Race, Ethnicity & Immigration Data

Race, Ethnicity & Immigration Data

Important Information About Using Race, Ethnicity and Immigration Data

  • Race and ethnicity variables for household members are based on information collected on the Household Screener; in which race and one ethnic background for each household member were recorded. 
  • The interviewer's identification of the respondent's race can be subjective. Each interview from 1979-1986 and 1988-1998 collected information on the interviewer's direct observation of the race of the respondent ("black," "nonblack/non-Hispanic," or "other"). 
  • No special instructions are provided within the Question by Question Specifications as to how the interviewer is to code race.

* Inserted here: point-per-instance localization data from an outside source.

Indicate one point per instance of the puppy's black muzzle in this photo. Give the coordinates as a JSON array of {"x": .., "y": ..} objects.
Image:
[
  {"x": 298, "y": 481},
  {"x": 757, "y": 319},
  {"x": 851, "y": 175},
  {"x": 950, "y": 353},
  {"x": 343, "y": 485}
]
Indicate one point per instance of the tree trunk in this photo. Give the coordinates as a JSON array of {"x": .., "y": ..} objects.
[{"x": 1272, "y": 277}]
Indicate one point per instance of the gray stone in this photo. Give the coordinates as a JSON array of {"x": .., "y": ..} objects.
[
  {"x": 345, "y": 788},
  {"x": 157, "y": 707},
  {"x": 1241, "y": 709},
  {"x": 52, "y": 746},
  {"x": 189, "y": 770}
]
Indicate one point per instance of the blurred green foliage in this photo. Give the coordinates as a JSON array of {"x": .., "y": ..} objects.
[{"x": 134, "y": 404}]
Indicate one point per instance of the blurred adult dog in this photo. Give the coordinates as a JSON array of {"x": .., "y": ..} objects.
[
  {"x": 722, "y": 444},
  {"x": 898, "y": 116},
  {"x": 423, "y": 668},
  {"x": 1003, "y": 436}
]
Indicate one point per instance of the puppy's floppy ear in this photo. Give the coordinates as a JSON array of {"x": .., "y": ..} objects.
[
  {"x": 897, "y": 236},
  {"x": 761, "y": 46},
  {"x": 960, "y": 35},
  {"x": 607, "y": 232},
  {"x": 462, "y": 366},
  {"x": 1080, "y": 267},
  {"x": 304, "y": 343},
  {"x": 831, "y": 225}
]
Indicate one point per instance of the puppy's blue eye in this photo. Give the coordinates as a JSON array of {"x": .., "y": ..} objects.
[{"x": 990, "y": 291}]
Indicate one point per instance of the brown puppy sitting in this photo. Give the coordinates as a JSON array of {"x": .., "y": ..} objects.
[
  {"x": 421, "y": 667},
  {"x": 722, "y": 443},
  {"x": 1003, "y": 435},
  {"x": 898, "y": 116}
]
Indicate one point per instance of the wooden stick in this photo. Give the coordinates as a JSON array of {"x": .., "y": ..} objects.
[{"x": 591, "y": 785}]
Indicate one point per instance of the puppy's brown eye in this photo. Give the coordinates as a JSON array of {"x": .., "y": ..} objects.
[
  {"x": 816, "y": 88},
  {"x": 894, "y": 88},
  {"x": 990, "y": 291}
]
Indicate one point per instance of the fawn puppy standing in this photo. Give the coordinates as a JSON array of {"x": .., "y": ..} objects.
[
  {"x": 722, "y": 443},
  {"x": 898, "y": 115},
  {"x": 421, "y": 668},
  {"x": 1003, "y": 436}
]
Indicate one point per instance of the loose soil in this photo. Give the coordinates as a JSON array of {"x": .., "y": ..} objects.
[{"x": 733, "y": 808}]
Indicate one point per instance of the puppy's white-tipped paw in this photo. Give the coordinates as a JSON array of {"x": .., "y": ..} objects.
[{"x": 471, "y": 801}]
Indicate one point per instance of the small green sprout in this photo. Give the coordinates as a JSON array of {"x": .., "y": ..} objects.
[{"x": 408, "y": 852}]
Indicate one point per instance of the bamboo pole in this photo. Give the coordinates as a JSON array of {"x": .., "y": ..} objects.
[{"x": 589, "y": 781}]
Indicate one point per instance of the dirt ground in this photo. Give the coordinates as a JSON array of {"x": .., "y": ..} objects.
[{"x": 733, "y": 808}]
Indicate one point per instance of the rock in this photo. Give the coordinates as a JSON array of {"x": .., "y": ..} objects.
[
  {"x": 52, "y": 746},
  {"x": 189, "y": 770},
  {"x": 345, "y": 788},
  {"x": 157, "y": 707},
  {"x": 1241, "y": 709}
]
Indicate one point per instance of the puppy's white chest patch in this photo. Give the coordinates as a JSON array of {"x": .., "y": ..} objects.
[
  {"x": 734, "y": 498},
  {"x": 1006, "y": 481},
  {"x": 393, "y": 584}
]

Additional instructions for coding race, ethnic origin, and the racial/ethnic identifier variable can be found in the Household Screener and Interviewer's Reference Manual (1978) and in a NORC memo dated 10/4/78 available from NLS User Services.

The following race and ethnicity variables are available for NLSY79 respondents: 

  1. a racial/ethnic variable based on the sample identification code assigned by NORC
  2. a series of self-reported ethnic origin variables collected during the 1979 and 2002 surveys
  3. a set of interviewer identifications of the race of the respondent at the time of the interview
  4. racial/ethnic identification for current and past spouse/partners
  5. variables representing the respondent's immigration history and status collected during the 1990 survey
  6. a 1979 variable indicating whether a foreign language was spoken in the house during the respondent's childhood
  7. a series of variables recorded by the interviewer indicating whether the survey was administered in English or another language
  8. race/ethnicity variables for each family member listed during the 1978 screener
  9. race of the interviewer where available at each interview
  10. country of origin of the respondent's parents and the respondent's country of birth, available on the restricted Geocode release

Race and ethnic origin information is also available for each household member identified during the 1978 household screening. In 2002 respondents were asked to identify their race/ethnicity using questions that conformed to Federal government definitions. Of related interest is a series of immigration questions, fielded in 1990, that included the collection of information on country of citizenship at the time that foreign-born respondents entered the U.S.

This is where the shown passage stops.